Colby has been a public opponent of the US-led invasion of Iraq and said that he has opposed every US intervention abroad since then - including the increasing US military support for Ukraine in its fight against Russia's invasion.

He is also against US military confrontation with Iran, which has placed him at odds with many Republicans including those currently on Trump's incoming team.

Colby has argued to contain Iran's nuclear programme, rather than directly attacking it, and in 2019 cautioned Trump against going to war with Tehran after the Iran-aligned Houthis claimed a major attack on Saudi oil facilities.

Pivotal moment

Trump is entering office next month at a pivotal moment in the Middle East.

In addition to the 14-month Israeli war on Gaza, which several rights groups have called a genocide perpetrated by Israel against Palestinians, Syrian rebels toppled the government of Bashar al-Assad in a stunning offensive that ended the 53-year rule of the Assad family in Syria. And in Lebanon, there is a fragile ceasefire between Israel and Hezbollah. 

Trump, who campaigned on an anti-war platform, said he doesn't want to get further involved in Syria, where the US currently has 2,000 troops.

He has also warned that Israel's war on Gaza must come to an end when he gets into office. There is also the ongoing conflict in Sudan, where a civil war between rival factions has led to a devastating humanitarian conflict.
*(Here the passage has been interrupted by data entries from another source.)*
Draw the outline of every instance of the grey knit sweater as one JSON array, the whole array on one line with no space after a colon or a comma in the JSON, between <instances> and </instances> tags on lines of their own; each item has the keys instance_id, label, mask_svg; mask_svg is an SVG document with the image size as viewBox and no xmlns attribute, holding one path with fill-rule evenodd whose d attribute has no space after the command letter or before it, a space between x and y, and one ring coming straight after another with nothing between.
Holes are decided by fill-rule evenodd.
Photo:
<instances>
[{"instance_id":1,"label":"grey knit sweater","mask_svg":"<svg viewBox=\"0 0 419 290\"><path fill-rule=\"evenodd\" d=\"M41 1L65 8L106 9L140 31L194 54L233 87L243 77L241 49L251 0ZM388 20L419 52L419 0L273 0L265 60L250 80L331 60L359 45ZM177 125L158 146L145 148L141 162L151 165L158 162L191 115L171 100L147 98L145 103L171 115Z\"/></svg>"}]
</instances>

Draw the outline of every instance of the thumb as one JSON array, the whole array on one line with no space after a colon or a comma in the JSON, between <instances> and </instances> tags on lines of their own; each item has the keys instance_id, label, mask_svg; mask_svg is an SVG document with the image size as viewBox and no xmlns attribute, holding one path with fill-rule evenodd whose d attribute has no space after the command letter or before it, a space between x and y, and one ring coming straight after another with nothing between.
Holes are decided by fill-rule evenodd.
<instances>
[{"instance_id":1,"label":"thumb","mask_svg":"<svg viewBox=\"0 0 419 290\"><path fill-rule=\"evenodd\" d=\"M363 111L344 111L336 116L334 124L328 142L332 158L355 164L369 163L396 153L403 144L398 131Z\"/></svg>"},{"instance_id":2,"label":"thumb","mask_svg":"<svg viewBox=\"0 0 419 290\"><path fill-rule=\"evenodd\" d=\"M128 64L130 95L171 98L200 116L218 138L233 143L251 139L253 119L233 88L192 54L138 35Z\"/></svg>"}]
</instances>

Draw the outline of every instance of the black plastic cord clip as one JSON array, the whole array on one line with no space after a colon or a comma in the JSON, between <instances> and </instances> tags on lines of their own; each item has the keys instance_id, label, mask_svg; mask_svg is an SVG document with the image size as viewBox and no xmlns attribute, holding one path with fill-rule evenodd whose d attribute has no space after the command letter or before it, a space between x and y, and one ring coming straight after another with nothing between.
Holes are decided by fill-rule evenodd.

The war has displaced more than 10 million people, and brought more than a third of the 48 million population to the brink of famine.

At the same time that Colby has long argued that the US should untangle itself from the Middle East, the former Trump official thinks that Washington needs to beef up its military presence in Asia, where he believes China is the country's main threat.

"For about the past decade, I have been arguing in every available format that we should prepare ourselves to defend Taiwan," he wrote in an op-ed for the Wall Street Journal in September.

"But my argument has always been that Taiwan isn't itself of existential importance to America. Rather, our core interest is in denying China regional hegemony over Asia. Taiwan is very important for that goal, but not essential."